MD:What is WET all about?

Si:While WET researchers originally focused on applied research on estuarine wetland ecosystems in Puget Sound, we now study everything from the fine-scale attributes of fish habitat—for example, juvenile salmon foraging in emergent tidal marshes—to basic research into ecosystem processes at landscape scales—such as understanding how estuarine water circulation affects food webs.

The WET team works in estuarine and coastal areas, including the San Francisco Bay–San Joaquin/Sacramento Delta, coastal Oregon and the Columbia River estuary, the Puget Sound/Salish Sea, and Alaska. Staff member Jeff Cordell (MS 1986) has gone as far as Tahiti to explore invasive zooplankton around coral reefs!

Student Erin Seghesio and staff Jeff Cordell

WET research scientist Jeff Cordell and graduate student Erin Seghesio (MS 2011 SAFS) collecting invertebrates in the Russian River estuary , California (photo courtesy of C. Simenstad). Click photo to view larger image.

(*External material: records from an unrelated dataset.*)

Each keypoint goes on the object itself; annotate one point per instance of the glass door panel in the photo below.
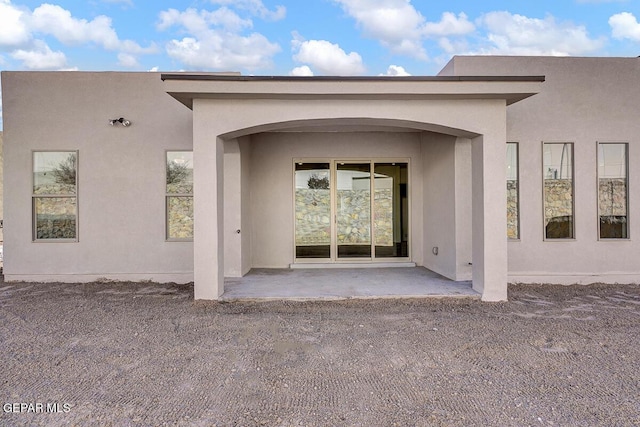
(353, 210)
(313, 210)
(391, 210)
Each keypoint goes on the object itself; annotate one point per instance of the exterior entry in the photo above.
(351, 210)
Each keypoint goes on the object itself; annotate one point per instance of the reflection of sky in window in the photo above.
(302, 177)
(612, 161)
(181, 158)
(46, 161)
(512, 161)
(557, 161)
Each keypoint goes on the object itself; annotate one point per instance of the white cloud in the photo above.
(625, 26)
(327, 58)
(23, 32)
(128, 3)
(396, 24)
(41, 57)
(13, 28)
(449, 25)
(200, 21)
(127, 60)
(303, 70)
(54, 20)
(512, 34)
(255, 7)
(395, 71)
(215, 40)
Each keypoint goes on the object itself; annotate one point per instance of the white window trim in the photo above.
(34, 238)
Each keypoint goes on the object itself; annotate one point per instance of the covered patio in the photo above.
(344, 283)
(248, 131)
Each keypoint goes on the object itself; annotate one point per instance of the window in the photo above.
(558, 190)
(54, 197)
(613, 190)
(179, 195)
(513, 204)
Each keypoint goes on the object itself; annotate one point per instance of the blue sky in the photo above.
(305, 37)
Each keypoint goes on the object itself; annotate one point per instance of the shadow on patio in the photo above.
(344, 283)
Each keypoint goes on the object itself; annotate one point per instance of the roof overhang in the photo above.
(186, 87)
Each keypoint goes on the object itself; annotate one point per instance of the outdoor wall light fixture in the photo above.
(124, 122)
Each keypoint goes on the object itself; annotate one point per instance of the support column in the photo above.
(208, 239)
(489, 229)
(232, 209)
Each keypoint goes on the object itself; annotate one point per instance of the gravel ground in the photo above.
(145, 354)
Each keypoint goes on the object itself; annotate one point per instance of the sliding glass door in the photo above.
(351, 210)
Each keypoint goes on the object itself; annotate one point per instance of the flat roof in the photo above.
(185, 87)
(238, 78)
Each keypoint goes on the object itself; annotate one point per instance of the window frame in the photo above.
(174, 195)
(627, 171)
(34, 196)
(573, 194)
(518, 238)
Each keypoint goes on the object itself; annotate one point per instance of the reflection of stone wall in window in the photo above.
(354, 220)
(612, 199)
(54, 195)
(383, 216)
(55, 217)
(558, 208)
(179, 198)
(313, 212)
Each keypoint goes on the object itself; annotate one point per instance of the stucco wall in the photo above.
(121, 188)
(584, 100)
(271, 167)
(1, 186)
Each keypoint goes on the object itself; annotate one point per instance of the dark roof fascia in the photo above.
(236, 78)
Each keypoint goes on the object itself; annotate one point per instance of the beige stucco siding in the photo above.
(585, 100)
(272, 181)
(120, 174)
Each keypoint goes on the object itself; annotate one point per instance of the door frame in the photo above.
(333, 256)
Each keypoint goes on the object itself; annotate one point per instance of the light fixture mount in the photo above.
(124, 122)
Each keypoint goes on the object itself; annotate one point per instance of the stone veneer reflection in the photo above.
(313, 222)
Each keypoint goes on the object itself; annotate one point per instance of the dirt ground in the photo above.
(145, 354)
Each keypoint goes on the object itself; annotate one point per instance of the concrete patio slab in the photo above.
(336, 284)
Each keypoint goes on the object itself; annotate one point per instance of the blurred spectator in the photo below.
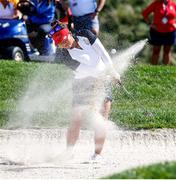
(38, 22)
(162, 28)
(85, 14)
(8, 9)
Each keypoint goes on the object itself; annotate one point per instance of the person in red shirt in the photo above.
(162, 28)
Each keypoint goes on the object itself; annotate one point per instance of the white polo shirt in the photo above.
(8, 12)
(82, 7)
(91, 64)
(92, 60)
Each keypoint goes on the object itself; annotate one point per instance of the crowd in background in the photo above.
(39, 14)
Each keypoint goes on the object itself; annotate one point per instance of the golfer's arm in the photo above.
(101, 51)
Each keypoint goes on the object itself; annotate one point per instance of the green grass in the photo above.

MD: How do you decide which projects to pursue?

Si:Projects should provide full support for a SAFS or other UW graduate student. They should focus on estuarine and coastal ecosystems, of course, and even very specific applied questions should still support basic science. Because of our special expertise in high-resolution taxonomy of estuarine/coastal marine wetland invertebrates, we also assist resource agencies and other collaborators.

MD: There is a more personal evolution in this story, too. What was that?

Si:In 2001, I moved from a research staff position to become research faculty. This allowed me to increase WET’s role in graduate student guidance. This was one of the more fortunate transitions in my career, and likely would not have happened without help from Bud Burgner, school directors Marsha Landolt and Dave Armstrong, and then-College of Ocean and Fishery Sciences Dean, Arthur Nowell.

MD: How is the “Team” in “Wetland Ecosystem Team” manifested?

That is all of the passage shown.